The launch of the Pixel today changes that equation. Now the Google-Microsoft duel will step up to another level. Google outlined hardware specs, screen pixels and other goodies, but I really only needed to see the price: $1,299 to start.
Once you get over the initial shock you realize that Google is going with high-end pricing for a few reasons. Here's the short version:
- A high-end price doesn't encroach on partners such as Asus and Samsung, who are selling cheaper Chromebooks.
- There's not much for Google to lose with a high-end Chromebook.
- And if this somewhat pricey Chromebook sells well it's going to hit the Windows ecosystem right where the margins are.
With that calculus, you'd take a flier on the Pixel too. Google said in its blog post:
With the Pixel, we set out to rethink all elements of a computer in order to design the best laptop possible, especially for power users who have fully embraced the cloud.

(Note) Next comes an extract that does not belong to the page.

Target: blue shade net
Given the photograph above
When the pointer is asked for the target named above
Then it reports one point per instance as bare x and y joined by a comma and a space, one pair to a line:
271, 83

By going after the power user, Google is looking to go right into Microsoft's wheelhouse. Apple is also a target, but most likely a secondary concern.
What's unclear is whether power users are going to care about pixel density, touchscreen capability and swell components. On the surface, power users would go for those items. However, the catch is that you have to completely buy into Google's version of the cloud. Typically, the Chromebook means all Google---and the services with it---all the time.
Sure, Google has perks like a terabyte of Google Drive cloud storage included with the Pixel, but this Chromebook probably has a limited audience. Should Pixel grow a larger following it's going to be very dangerous.